Jul 7, 2014, 00:00 AM by Maddison Sharp
Backpacks are getting lighter nowadays with students carrying fewer books and instead learning about math, science and history on laptops and tablets. More and more school districts recognize the many benefits of paperless learning.

Backpacks are getting lighter nowadays with students carrying fewer books and instead learning about math, science and history on laptops and tablets.

More and more school districts recognize the many benefits of paperless learning: students can supplement reading assignments with instructional videos and have quick access to the Web, teachers can place lesson plans and progress reports in the cloud, and administrators can reduce their paper and textbook budgets.

Springfield Public Schools in New Jersey, for one, illustrates how technology has transformed the classroom. The district supports a 1:1 technology-learning environment for more than 2,400 students in five schools. Elementary school students explore foundational academic subjects on laptops and tablets, and every student from sixth grade through high school graduation writes papers and completes lessons on notebook computers. All faculty and administrators use district-issued laptops to plan curriculum, communicate with students and parents, and conduct other tasks.

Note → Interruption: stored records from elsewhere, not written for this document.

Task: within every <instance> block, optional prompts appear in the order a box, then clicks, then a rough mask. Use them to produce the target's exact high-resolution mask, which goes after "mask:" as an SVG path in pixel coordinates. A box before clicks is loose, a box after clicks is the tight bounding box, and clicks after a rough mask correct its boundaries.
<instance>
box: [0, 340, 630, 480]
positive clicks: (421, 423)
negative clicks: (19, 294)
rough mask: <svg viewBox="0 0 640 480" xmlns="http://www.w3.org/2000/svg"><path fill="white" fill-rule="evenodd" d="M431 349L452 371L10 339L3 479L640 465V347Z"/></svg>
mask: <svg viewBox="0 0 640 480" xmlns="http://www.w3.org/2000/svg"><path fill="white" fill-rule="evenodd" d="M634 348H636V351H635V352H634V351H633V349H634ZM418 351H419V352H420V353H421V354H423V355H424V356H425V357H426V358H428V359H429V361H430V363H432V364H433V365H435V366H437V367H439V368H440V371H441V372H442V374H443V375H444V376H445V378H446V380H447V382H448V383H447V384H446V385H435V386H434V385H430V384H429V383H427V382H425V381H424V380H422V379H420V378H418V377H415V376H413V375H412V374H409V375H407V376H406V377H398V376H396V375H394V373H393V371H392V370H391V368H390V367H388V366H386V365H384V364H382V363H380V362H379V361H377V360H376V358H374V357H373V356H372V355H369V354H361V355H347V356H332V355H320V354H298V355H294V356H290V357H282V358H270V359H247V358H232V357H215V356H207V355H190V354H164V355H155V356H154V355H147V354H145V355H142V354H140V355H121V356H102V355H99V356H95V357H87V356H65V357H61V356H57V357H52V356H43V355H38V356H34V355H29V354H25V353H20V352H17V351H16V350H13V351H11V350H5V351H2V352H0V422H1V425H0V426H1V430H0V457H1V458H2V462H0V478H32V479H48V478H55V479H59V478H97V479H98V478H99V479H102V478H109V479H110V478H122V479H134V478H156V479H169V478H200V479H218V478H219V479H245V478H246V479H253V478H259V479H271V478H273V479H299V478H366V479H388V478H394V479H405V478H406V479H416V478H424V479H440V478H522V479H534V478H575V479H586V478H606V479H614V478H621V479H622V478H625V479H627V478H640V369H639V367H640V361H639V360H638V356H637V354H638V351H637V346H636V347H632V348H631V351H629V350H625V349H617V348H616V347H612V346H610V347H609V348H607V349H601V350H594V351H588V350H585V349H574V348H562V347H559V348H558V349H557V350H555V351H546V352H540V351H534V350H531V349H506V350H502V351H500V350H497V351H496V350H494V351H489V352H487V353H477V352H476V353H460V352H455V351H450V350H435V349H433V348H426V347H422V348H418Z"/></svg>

Similarly, St. Elizabeth School – a co-ed, private college prep school in Wilmington, Delaware – implemented a mandatory 1:1 bring-your-own-device (BYOD) policy to not only enhance learning but to also eliminate most textbooks because students had to annually pay as much as $600 for them.

But these and other schools that lean paperless couldn’t expand technological learning without fast, scalable Internet service to support new bandwidth requirements. To grow their 1:1 technology learning programs with confidence, these districts had fiber-based Ethernet Dedicated Internet connections installed, enabling them to also plan for increased enrollment and the addition of more devices without worrying about taxing bandwidth.

Springfield teachers and students now freely stream videos in classrooms without affecting the performance of other applications. And plans to upgrade the Internet connection to 10 Gbps are currently underway as student enrollment continues to climb and the possibility of replacing textbooks with additional tablets is explored.

And St. Elizabeth School benefits from a system so robust that it has been able to replace 95 percent of its physical textbooks with electronic books.